Глава 5 29 декабря Валерии Занозьевой

Последние четырнадцать лет Валерия просыпалась в одно и то же время. Это были неизменные 5:17. Она могла и не ставить будильник, но ставила. Ей было важно проснуться в это время, под конкретную мелодию будильника. Ту, что любил ее покойный муж.

В 5:17 Иса Исаевич еще спал беспокойным сном, а Шамиль готовил нечто взрывоопасное, что станет потом содержимым черного пакета, который внимательные и ответственные полицейские сочли бы чрезвычайно подозрительным.

Умывшись, Валерия добросовестно принялась за зарядку. Пару лет назад ее поясница начала стрелять, и это привело к грустной мысли, что старость все же берет свое. Но ведь не в пятьдесят три! С этим Валерия смириться не могла. Она вообще мало с чем мирилась и посему, дождавшись трех утренних доказательных просыпаний с болью в спине, записалась на йогу. В течение недели разобравшись, что, куда и как сгибать, растягивать и скручивать, она выписалась обратно. И последние годы ее утренняя зарядка неизменно длилась сорок пять минут, после чего она чувствовала себя боевой машиной (которой, по мнению множества дагестанцев, в основном мужчин, и была). Кстати, боль в пояснице, как и большинство преград, перед Валерией Занозьевой отступила.

В этот раз вместо двух кружек кофе Валерия приняла в себя три и тем самым нарушила привычный утренний ход вещей, чего не делала очень давно. Так давно, что почти никогда. Но то, что она планировала совершить сегодня, тоже нельзя было назвать привычным.

Из-за боевого характера в детстве Валерию принимали за мальчика. Она росла в приемной семье, где у нее было еще три младших брата. Они жили в русской деревушке на севере Дагестана. Затем переехали в Кизляр и разбежались кто куда. Последние тридцать лет Валерия жила в Махачкале. И больше двадцати из них – одна.

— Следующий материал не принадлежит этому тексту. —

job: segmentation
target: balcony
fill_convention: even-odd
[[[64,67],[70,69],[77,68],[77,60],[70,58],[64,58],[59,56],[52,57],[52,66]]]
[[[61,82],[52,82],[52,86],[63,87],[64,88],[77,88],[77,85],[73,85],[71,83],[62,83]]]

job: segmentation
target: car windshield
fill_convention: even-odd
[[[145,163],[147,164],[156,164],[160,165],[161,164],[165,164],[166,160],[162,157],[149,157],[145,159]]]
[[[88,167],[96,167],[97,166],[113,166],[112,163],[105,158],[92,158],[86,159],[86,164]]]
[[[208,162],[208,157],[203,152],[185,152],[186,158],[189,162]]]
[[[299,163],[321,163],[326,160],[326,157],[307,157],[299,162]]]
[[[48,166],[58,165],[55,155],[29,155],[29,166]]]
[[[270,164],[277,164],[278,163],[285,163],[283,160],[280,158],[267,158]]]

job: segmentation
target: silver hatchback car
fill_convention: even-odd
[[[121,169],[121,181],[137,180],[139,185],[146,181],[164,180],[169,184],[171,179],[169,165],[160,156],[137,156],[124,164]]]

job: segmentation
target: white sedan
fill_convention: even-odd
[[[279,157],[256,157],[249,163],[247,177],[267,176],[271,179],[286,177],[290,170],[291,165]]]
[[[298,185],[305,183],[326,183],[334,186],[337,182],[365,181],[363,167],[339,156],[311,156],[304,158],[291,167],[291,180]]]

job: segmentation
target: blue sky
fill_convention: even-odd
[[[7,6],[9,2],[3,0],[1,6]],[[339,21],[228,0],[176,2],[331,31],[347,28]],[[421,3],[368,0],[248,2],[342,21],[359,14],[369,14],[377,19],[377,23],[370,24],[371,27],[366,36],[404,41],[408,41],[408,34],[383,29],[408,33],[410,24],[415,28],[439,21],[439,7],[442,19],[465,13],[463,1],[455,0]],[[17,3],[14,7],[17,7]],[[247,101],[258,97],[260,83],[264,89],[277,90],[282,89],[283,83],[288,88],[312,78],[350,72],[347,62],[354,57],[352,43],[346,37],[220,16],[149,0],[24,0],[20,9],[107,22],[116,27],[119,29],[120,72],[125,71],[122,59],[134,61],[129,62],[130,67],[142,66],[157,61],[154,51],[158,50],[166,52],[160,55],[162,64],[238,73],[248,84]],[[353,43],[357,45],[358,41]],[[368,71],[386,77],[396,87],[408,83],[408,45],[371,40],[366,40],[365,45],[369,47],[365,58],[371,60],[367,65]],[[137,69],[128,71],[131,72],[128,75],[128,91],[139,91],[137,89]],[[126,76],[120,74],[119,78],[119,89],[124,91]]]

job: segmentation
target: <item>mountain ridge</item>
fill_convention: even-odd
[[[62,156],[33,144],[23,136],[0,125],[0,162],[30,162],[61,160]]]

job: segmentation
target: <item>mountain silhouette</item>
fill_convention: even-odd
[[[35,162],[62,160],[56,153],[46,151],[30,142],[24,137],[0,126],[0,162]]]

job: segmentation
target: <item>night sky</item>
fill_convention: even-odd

В детстве они с братьями часто играли в войнушку. Делали из веток ружья, автоматы и пистолеты. Бегали друг за другом со всякими «пах-пах-пах», причем побеждала всегда она. Не потому, что была старшей, и не потому, что была самой умелой в обращении с веточным оружием. Просто по-другому и быть не могло. Победа или поражение – это вопрос веры. Она всегда, с самого детства, верила в свою победу в любом состязании. И всегда побеждала. И на беговой площадке, и за школьной партой. И в драках, что уж от греха таить. Валерия Занозьева всегда шла за победой. И кровью врагов. По крайней мере так считали все, кто был с ней знаком.

А еще в детстве она любила поезда. Пассажирские, междугородные, длинные, как сама жизнь, что тянулась в этих поездах через бесконечные вагоны. Ее мама работала в кассе на вокзале Кизляра. Валерия много часов провела на перроне, разглядывая пассажиров. Там была жизнь. Не в поездах. Точнее, не только в них. Жизнь была в рельсах. Жизнь была там, откуда приехал поезд и куда ехал. В пассажирах. Светлых и смуглых; гладких, как листья айвы, которые было жалко срывать с веток, предназначенных стать орудием войнушки, и изрезанных морщинами; одетых в белоснежные рубашки, с иголочки, и в маслянистые дырявые и давно уже не белые майки.

В 8:00 Валерия вышла из дома с мыслями о муже и поездах. Как уже было сказано ранее, она никогда не проигрывала. Кроме одного раза, но то был особый случай, когда ей пришлось просто отступить. В этот день в 8:37 она отступила во второй раз, не смогла сделать задуманное и сдалась. Презирая себя за это, Валерия пошла в сторону железной дороги.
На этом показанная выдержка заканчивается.